D: Benché siano molte le voci narranti presenti nei tuoi romanzi, sembra che una particolare attenzione sia rivolta ai corpi o alla loro assenza. Cosa ti affascina nel narrare i corpi - spesso femminili?

R: Nel mio ultimo romanzo [Ti ho dato gli occhi e hai guardato le tenebre, N.d.R.] ero molto interessata a riflettere sul corpo e sulla materialità in senso più ampio. Si potrebbe dire che sia un romanzo di fantasmi, perché è un romanzo popolato di fantasmi, di spiriti, di donne che sono morte e che vagano in una casa. E il fantasma è un personaggio che nella letteratura normalmente non ha un corpo. Non lo si può vedere, non lo si può toccare ma io volevo giocare proprio con questo elemento. Volevo scrivere una storia assolutamente materiale, ero ossessionata dalla materialità, dai corpi delle donne e da come invecchiavano, da come avevano figli, da tutto ciò che provavano nel corso della loro vita. Ma anche dai corpi degli animali, dal corpo della casa, dal corpo del paesaggio, dal corpo persino, direi, dell’oscurità. L’oscurità è qualcosa che ha quasi un corpo, che si può quasi toccare. E questo è un tema che ritorna sempre nei miei romanzi: l’interesse per il corpo. Credo che in tutti i miei libri convivano due spinte: un profondo interesse per l’intellettualità, le idee, la ricerca, l’indagine, e al tempo stesso qualcosa di più fisico, che ha a che fare con lo stomaco, con il cuore, con la colonna vertebrale, con ciò che si può sentire mentre si legge o mentre si vive.

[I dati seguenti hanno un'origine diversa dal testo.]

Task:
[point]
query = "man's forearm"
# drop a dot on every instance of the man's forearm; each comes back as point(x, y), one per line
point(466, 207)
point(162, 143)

D: La tradizione occidentale del viaggio dell’eroe propone un punto di vista unico e lineare, quello di un protagonista che affronta delle prove e raggiunge un obiettivo finale. Nei tuoi romanzi, invece, questa struttura viene decostruita per lasciare spazio alla polifonia. Quanto è importante per te sostituire l’eroe con una moltitudine?

R: Per me è molto interessante riflettere sulla narrazione e sulle storie e pormi delle domande al riguardo, non intenderle come qualcosa di neutro, ma comprendere che queste contengono una voce, una prospettiva, dei preconcetti, delle idee, delle intenzioni e giocarci, invece di dimenticarli o di fingere che non esistano. Così, ogni romanzo per me è un’esplorazione del modo in cui si possono raccontare le storie. È un’indagine su come funziona la narrazione e su quale potere abbia. Cosa c’è se si guarda dietro l’arazzo? Direi che questo è principalmente ciò che continuo a fare. In ogni libro, in ogni romanzo, cerco di capire, di giocare, di vedere quali opzioni, quali possibilità mi offra la narrazione.

D: In un’intervista precedente, hai menzionato il fatto che ci sono cose che ereditiamo senza poterle scegliere. Qual è però un’idea, un modo di pensare, o una convinzione che sei grata di avere ereditato?

R: Le storie, credo che le storie siano una cosa bellissima che ho ereditato, o almeno l’interesse per le storie e per il raccontare storie. Ne sono molto grata. E non solo alle storie in sé ma anche alla volontà o all’interesse di rifletterci e di guardarci dentro, di cercare di capire che cosa dicono di me, di noi e del mondo. Penso di essere molto grata di tutto questo. E trovo che questa domanda fosse molto bella. Grazie.